Most recently, a broad group of these investigators has come together to conduct research and exchange ideas. The “Environmental Structure Research Group” includes urban scholars, leading practitioners, scientists such as myself, and others from a wide range of disciplines: biology, computer science, ecology, economics, medicine, and sociology. Even this group, diverse as it is, is but a smaller representation of an even broader shift beginning to take place.

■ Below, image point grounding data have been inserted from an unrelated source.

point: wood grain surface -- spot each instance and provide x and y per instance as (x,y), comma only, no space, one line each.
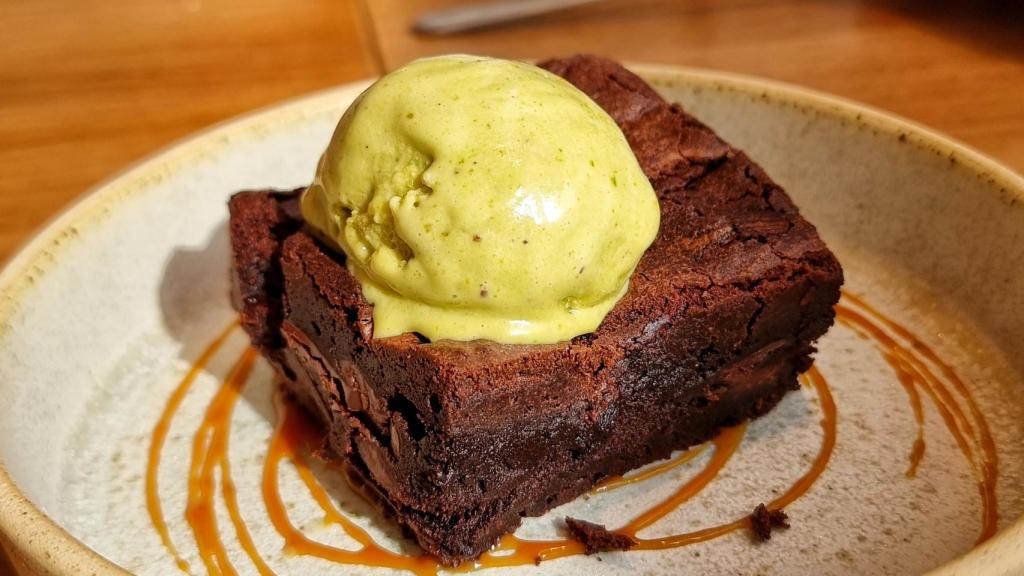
(89,86)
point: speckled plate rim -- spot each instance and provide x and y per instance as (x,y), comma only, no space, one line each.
(39,543)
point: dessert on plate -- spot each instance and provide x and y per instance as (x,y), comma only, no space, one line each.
(507,283)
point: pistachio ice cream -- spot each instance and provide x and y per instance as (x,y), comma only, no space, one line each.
(482,199)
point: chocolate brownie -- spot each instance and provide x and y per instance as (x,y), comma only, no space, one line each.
(462,440)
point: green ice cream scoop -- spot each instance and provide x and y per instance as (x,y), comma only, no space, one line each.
(482,199)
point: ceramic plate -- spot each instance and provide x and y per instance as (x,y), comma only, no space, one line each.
(103,314)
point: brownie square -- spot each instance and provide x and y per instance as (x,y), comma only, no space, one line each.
(461,440)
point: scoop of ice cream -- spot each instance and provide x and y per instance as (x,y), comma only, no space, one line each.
(482,199)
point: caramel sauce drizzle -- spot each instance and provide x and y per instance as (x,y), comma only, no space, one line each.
(159,437)
(295,433)
(916,366)
(919,367)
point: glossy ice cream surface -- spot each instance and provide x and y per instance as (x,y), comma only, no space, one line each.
(482,199)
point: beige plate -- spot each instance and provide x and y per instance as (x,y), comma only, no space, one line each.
(101,314)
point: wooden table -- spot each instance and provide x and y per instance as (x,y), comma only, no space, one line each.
(90,86)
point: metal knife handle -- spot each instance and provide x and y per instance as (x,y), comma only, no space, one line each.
(472,16)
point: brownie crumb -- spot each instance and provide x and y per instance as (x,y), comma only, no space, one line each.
(764,521)
(597,538)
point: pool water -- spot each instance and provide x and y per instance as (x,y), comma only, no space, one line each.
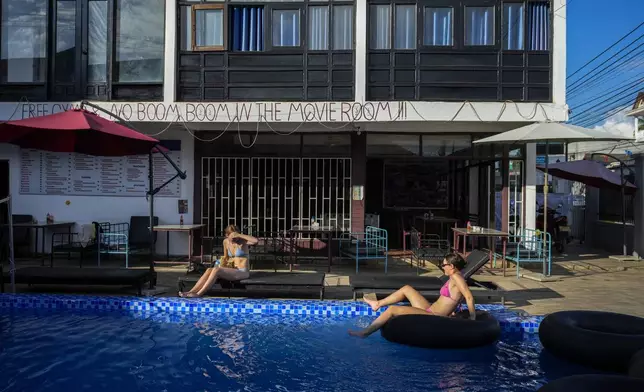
(54,350)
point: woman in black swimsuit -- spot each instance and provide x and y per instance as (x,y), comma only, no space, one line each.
(235,255)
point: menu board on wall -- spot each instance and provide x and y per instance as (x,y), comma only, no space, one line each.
(53,173)
(422,185)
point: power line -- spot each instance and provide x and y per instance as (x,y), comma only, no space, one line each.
(616,108)
(605,110)
(605,50)
(581,81)
(607,67)
(621,90)
(633,64)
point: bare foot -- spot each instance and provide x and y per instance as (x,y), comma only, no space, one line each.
(358,334)
(374,304)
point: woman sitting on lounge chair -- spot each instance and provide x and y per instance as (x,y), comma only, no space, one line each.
(454,290)
(234,263)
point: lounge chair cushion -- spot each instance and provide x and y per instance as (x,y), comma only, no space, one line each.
(475,261)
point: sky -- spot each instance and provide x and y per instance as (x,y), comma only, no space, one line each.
(594,25)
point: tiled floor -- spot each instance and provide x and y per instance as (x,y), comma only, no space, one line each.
(586,281)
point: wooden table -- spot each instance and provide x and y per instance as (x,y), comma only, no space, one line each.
(190,229)
(328,231)
(44,226)
(464,232)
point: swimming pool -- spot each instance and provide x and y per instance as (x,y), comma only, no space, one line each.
(74,343)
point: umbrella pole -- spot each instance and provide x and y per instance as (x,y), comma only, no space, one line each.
(151,200)
(621,172)
(545,212)
(12,262)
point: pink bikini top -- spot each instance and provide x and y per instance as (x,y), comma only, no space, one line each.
(445,292)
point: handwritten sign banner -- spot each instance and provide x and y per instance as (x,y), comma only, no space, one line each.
(237,111)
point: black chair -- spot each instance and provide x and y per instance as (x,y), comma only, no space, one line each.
(139,235)
(22,235)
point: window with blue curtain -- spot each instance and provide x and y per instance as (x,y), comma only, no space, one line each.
(380,26)
(513,26)
(342,27)
(405,27)
(479,26)
(247,28)
(318,32)
(286,28)
(438,27)
(538,26)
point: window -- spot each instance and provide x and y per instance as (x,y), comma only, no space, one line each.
(97,41)
(538,26)
(286,28)
(318,28)
(405,31)
(438,29)
(65,60)
(208,31)
(380,27)
(23,47)
(185,31)
(479,26)
(513,22)
(140,29)
(343,27)
(247,28)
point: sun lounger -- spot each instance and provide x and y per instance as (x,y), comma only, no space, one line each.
(81,276)
(260,280)
(425,284)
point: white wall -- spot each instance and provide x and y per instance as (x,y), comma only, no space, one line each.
(85,209)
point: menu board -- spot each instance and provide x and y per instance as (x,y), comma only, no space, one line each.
(53,173)
(421,185)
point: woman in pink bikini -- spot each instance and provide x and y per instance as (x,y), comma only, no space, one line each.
(454,290)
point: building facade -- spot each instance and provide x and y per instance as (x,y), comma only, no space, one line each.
(284,111)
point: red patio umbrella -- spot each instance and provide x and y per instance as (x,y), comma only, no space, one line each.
(81,131)
(76,130)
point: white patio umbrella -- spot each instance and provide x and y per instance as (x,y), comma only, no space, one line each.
(551,132)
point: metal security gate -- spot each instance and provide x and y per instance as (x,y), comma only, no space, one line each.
(261,195)
(275,195)
(326,192)
(515,207)
(225,191)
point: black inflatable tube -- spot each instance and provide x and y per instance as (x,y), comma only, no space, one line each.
(602,340)
(443,332)
(594,383)
(636,367)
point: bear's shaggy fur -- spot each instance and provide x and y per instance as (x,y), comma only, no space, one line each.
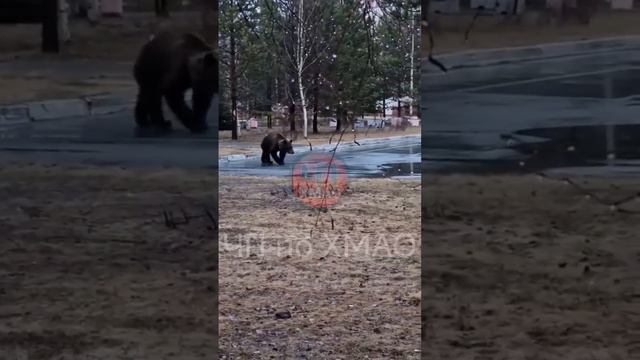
(166,67)
(271,145)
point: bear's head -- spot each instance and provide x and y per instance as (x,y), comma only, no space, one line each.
(286,146)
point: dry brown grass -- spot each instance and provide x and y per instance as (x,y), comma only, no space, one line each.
(523,268)
(343,305)
(90,271)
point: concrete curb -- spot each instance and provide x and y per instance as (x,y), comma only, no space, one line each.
(486,57)
(64,108)
(321,148)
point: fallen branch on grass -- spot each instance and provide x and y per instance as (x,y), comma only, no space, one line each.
(171,222)
(326,181)
(612,205)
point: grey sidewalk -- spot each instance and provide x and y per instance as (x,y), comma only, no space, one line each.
(67,71)
(486,57)
(65,108)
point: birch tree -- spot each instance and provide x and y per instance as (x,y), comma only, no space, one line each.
(304,44)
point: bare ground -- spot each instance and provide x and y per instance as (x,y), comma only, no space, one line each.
(249,141)
(89,270)
(344,302)
(527,268)
(496,32)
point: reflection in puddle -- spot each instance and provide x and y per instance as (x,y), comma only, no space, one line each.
(401,169)
(582,145)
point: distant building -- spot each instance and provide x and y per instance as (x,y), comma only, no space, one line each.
(391,109)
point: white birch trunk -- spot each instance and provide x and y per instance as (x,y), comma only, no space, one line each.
(93,13)
(300,65)
(413,19)
(63,21)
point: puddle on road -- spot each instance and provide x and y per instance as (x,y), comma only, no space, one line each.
(400,169)
(562,147)
(611,84)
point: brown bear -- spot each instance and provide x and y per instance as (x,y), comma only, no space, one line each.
(271,145)
(168,65)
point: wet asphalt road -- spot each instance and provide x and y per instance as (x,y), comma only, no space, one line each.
(106,140)
(111,140)
(572,115)
(393,157)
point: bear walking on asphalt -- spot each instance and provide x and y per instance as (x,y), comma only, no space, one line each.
(168,65)
(271,145)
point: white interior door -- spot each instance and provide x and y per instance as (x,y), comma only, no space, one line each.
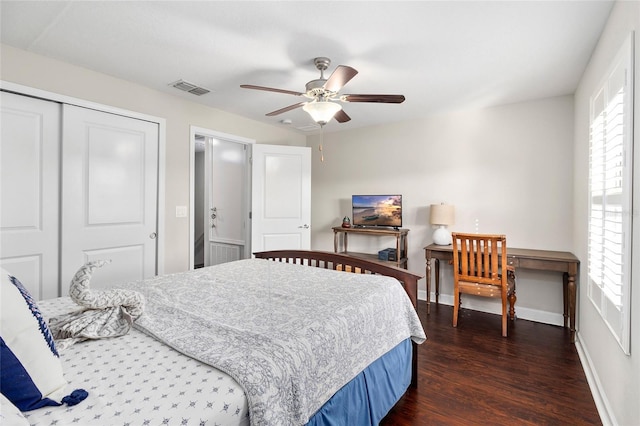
(109,195)
(226,184)
(29,184)
(281,198)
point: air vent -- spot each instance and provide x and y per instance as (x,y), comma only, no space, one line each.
(189,87)
(308,128)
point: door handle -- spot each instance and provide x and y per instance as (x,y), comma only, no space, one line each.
(214,215)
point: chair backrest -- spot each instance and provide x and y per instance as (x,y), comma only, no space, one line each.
(479,258)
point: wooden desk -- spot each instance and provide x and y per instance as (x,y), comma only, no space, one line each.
(543,260)
(399,234)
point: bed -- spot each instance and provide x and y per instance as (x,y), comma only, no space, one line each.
(292,352)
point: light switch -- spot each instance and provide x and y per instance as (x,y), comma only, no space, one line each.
(181,211)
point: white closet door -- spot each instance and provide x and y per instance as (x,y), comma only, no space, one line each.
(109,195)
(281,198)
(29,184)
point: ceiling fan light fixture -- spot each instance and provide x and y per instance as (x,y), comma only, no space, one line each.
(322,111)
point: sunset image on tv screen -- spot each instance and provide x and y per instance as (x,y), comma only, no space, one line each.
(377,210)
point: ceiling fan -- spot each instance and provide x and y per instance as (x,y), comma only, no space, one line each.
(324,96)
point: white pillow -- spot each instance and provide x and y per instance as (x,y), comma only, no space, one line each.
(31,370)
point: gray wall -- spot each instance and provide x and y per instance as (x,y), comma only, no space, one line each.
(506,170)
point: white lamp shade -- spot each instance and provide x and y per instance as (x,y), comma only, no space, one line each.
(442,236)
(322,111)
(442,215)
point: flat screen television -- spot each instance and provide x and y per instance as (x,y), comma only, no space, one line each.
(376,210)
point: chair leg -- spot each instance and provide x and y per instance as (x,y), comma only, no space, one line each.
(456,305)
(504,318)
(512,305)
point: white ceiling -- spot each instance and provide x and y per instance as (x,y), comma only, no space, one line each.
(442,55)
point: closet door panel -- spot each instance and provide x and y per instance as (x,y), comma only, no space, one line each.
(29,184)
(109,195)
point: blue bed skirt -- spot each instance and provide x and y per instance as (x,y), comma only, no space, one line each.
(367,398)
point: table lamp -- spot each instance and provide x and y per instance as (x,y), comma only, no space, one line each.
(441,215)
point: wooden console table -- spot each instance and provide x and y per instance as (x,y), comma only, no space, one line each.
(399,234)
(543,260)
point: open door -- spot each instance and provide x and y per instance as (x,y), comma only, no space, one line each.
(225,201)
(281,198)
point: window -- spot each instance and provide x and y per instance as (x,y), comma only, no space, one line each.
(610,181)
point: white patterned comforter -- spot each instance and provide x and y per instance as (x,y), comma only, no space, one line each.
(291,335)
(135,380)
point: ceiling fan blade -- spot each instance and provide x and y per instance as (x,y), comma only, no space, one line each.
(385,99)
(341,116)
(340,76)
(270,89)
(285,109)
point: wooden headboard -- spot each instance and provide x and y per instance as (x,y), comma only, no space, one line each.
(343,262)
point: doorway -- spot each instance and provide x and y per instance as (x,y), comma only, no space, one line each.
(220,198)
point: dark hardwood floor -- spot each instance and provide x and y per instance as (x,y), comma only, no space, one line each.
(472,375)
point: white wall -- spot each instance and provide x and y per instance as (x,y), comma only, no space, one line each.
(614,375)
(507,169)
(27,69)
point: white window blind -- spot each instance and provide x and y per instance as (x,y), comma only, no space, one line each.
(610,201)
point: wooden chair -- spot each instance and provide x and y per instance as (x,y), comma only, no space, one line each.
(480,267)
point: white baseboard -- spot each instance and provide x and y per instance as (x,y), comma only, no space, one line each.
(599,397)
(493,307)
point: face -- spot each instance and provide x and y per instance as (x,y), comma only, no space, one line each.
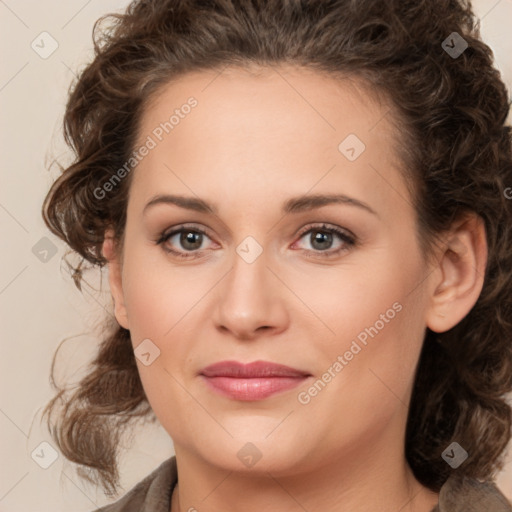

I am proud to belong to this broad group of innovative thinkers, and also excited to live in this time when the foundations of our conception of architecture and the built environment are shifting in a more positive direction. I agree with Christopher Alexander that this represents a drastic and revolutionary reversal of our view of the world. My own recent efforts have been directed towards educating the public to the possibility of such a change: and actually arguing forcefully for its implementation in our lifetimes.

BIBLIOGRAPHY

  • Alexander, C. (1964). Notes on the Synthesis of Form, Harvard University Press, Cambridge, Massachusetts.
  • Alexander, C. (1965). “A City is Not a Tree”, available here
  • Alexander, C., Ishikawa, S., Silverstein, M., Jacobson, M., Fiksdahl-King I. & Angel S. (1977). A Pattern Language, Oxford University Press, New York.
  • Alexander, C. (2002-2005). The Nature of Order, Books 1-4, Center for Environmental Structure, Berkeley, California.
  • Jacobs, J. (1961). The Death and Life of Great American Cities, Vintage Books, New York.